Simplified analytical models for partially grouted reinforced masonry shear walls

Abstract

Partially grouted (PG) masonry shear walls have commonly been used for construction in seismic regions. However, predicting their behaviour is quite complicated due to the non-uniformity presented by the materials’ variety. In this paper, an extensive analytical study was carried out to establish simplified backbone models referred here as “analytical models” as a first attempt in the literature to simulate PG masonry walls’ behaviour.

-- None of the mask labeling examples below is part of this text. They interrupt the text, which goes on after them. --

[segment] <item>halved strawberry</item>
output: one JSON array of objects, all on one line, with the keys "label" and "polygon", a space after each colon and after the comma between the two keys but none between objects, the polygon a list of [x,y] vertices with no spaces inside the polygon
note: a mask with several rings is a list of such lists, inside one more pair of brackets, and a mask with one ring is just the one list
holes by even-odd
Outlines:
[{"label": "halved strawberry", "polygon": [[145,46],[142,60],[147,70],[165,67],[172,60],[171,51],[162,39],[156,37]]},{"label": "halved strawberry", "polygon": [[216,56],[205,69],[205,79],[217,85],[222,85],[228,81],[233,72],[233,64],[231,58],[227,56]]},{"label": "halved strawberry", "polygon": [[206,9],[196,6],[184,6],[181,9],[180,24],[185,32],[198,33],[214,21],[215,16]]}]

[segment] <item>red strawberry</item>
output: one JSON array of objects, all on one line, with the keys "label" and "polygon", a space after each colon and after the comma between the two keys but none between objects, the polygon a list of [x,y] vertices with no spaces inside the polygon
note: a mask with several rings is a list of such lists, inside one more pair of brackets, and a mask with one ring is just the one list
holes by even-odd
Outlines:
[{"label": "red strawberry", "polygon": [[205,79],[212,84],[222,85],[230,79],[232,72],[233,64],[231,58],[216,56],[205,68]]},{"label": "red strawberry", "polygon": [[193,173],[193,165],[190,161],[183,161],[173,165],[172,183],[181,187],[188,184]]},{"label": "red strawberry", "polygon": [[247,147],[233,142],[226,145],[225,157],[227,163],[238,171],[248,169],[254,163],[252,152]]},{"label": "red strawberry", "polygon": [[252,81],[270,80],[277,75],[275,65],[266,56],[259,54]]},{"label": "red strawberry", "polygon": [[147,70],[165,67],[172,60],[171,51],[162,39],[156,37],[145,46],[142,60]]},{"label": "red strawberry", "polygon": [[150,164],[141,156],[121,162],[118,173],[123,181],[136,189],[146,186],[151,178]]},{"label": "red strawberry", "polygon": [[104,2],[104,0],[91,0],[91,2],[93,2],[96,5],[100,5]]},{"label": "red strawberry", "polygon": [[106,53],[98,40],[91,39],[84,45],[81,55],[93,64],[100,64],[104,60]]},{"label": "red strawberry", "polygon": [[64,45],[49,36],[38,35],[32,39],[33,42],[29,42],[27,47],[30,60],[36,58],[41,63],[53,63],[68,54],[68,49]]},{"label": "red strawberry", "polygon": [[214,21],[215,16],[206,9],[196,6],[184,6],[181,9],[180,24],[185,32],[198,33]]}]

A nonlinear finite element model was developed and validated against several experimental specimens from the literature. The numerical model was then utilized to compensate for the lack of experimental data by generating a comprehensive matrix of 196 numerical models covering a wide range of design and detailing parameters. These parameters include the aspect ratio, the spacing between vertical and horizontal grouted cells, the axial load, the ratio of vertical and horizontal reinforcement, and the compressive strength of grouted and ungrouted masonry units. Subsequently, three penta-linear load–displacement backbone models were proposed using linear regression analysis. Five secant stiffness expressions, namely: cracking, yielding, ultimate, 20% strength reduction, and 40% strength reduction, were derived to define the backbone curve of each wall category. Consequently, the proposed analytical models were examined against samples from the numerical matrix and the experimental specimens, which were not considered in the calibration of the analytical models. The results showed that the proposed analytical models provide good predictions of the response of PG masonry walls. Finally, the stiffness reduction factor provided by CSA S304-14 for masonry, α, was updated by developing three new coefficients for the PG walls’ categories based on regression analyses between the numerical stiffnesses at yielding and their corresponding values calculated using α.